Sheridan inquiring of his son what side of politics he should espouse on
his inauguration to St. Stephen's chapel; the son replied, that he intended
to vote for those who offered best, and that in consequence he should wear
on his forehead a label, "To let;" to which the facetious critic rejoined,
"I suppose, Tom, you mean to add, _unfurnished_."

Sheridan was once travelling to town in one of the public coaches, for the
purpose of canvassing Westminster, at the time that Mr. Paull was his
opponent, when he found himself in company with two Westminster electors.
In the course of conversation, one of them asked his friend to whom he
meant to give his vote? The other replied, "to Paull, certainly; for,
though I think him but a shabby sort of a fellow, I would vote for anyone
rather than that rascal Sheridan!" "Do you know Sheridan?" inquired the
stranger. "Not I, sir," was the answer, "nor should I wish to know him."

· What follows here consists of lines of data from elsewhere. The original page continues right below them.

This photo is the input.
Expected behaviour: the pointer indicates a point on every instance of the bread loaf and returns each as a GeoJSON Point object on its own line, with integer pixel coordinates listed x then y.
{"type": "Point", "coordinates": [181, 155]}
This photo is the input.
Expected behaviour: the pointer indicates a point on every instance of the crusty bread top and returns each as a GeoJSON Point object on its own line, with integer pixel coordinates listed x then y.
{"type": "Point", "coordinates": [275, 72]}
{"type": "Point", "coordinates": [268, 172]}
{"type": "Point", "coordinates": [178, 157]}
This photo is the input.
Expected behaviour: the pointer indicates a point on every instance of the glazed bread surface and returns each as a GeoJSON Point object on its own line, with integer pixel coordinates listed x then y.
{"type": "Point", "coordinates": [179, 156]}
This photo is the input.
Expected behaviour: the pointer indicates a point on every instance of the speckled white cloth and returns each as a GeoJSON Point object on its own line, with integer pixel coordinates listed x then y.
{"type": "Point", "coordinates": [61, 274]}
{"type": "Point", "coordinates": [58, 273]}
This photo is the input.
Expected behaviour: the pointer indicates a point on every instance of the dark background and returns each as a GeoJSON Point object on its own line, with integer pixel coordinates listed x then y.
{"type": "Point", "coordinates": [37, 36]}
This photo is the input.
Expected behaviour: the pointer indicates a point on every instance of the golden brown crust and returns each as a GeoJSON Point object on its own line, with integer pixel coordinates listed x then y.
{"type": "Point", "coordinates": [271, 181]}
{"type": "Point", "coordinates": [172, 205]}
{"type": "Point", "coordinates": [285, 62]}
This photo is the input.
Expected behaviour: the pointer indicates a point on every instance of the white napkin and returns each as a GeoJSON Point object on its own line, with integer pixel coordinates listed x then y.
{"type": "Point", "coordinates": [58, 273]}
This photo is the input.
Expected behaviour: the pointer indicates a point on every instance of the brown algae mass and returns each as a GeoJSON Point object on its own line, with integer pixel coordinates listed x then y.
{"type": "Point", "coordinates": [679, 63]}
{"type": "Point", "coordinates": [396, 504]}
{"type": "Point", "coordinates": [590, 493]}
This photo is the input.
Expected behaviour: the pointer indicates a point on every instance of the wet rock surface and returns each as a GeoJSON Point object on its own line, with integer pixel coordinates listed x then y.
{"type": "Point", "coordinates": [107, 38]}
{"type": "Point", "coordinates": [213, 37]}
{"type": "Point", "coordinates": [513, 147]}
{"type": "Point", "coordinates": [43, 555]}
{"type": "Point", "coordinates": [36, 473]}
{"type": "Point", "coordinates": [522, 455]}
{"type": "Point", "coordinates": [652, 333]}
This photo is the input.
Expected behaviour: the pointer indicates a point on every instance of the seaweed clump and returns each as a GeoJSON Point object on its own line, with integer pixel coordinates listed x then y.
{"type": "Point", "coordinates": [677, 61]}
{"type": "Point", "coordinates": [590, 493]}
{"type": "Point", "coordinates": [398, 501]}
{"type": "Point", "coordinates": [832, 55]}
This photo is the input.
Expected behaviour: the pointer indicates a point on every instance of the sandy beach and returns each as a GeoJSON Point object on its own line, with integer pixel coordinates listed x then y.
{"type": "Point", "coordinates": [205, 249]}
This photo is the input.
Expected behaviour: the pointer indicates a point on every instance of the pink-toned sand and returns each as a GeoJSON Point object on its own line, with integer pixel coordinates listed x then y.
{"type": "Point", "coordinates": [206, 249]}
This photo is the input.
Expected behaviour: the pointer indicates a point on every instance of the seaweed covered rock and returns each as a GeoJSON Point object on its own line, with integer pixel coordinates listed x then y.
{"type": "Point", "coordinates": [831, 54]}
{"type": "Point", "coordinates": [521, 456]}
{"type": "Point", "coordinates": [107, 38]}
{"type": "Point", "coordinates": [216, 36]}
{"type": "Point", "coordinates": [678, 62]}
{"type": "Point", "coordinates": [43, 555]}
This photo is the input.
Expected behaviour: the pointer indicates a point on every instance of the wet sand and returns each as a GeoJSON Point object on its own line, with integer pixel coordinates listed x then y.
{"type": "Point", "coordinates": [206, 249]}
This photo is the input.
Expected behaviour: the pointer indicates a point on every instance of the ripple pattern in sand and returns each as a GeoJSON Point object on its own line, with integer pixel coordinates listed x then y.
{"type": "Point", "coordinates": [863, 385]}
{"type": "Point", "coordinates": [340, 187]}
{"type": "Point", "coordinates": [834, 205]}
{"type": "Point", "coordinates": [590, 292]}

The conversation dropped here; but when the party alighted to breakfast,
Sheridan called aside the other gentleman and said, "Pray who is that very
agreeable friend of your's? He is one of the pleasantest fellows I ever met
with; I should be glad to know his name?" "His name is Mr. T.; he is an
eminent lawyer, and resides in Lincoln's Inn Fields." Breakfast being over,
the party resumed their seats in the coach; soon after which, Sheridan
turned the discourse to the law. "It is," said he, "a fine profession. Men
may rise from it to the highest eminence in the state, and it gives vast
scope to the display of talent; many of the most virtuous and noble
characters recorded in our history have been lawyers. I am sorry, however,
to add, that some of the greatest rascals have also been lawyers; but of
all the rascals of lawyers I ever heard of, the greatest is one T., who
lives in Lincoln's Inn Fields." The gentleman fired up at the charge, and
said very angrily, "I am Mr. T., sir." "And I am Mr. Sheridan," was the
reply. The jest was instantly seen; they shook hands, and instead of voting
against the facetious orator, the lawyer exerted himself warmly in
promoting his election.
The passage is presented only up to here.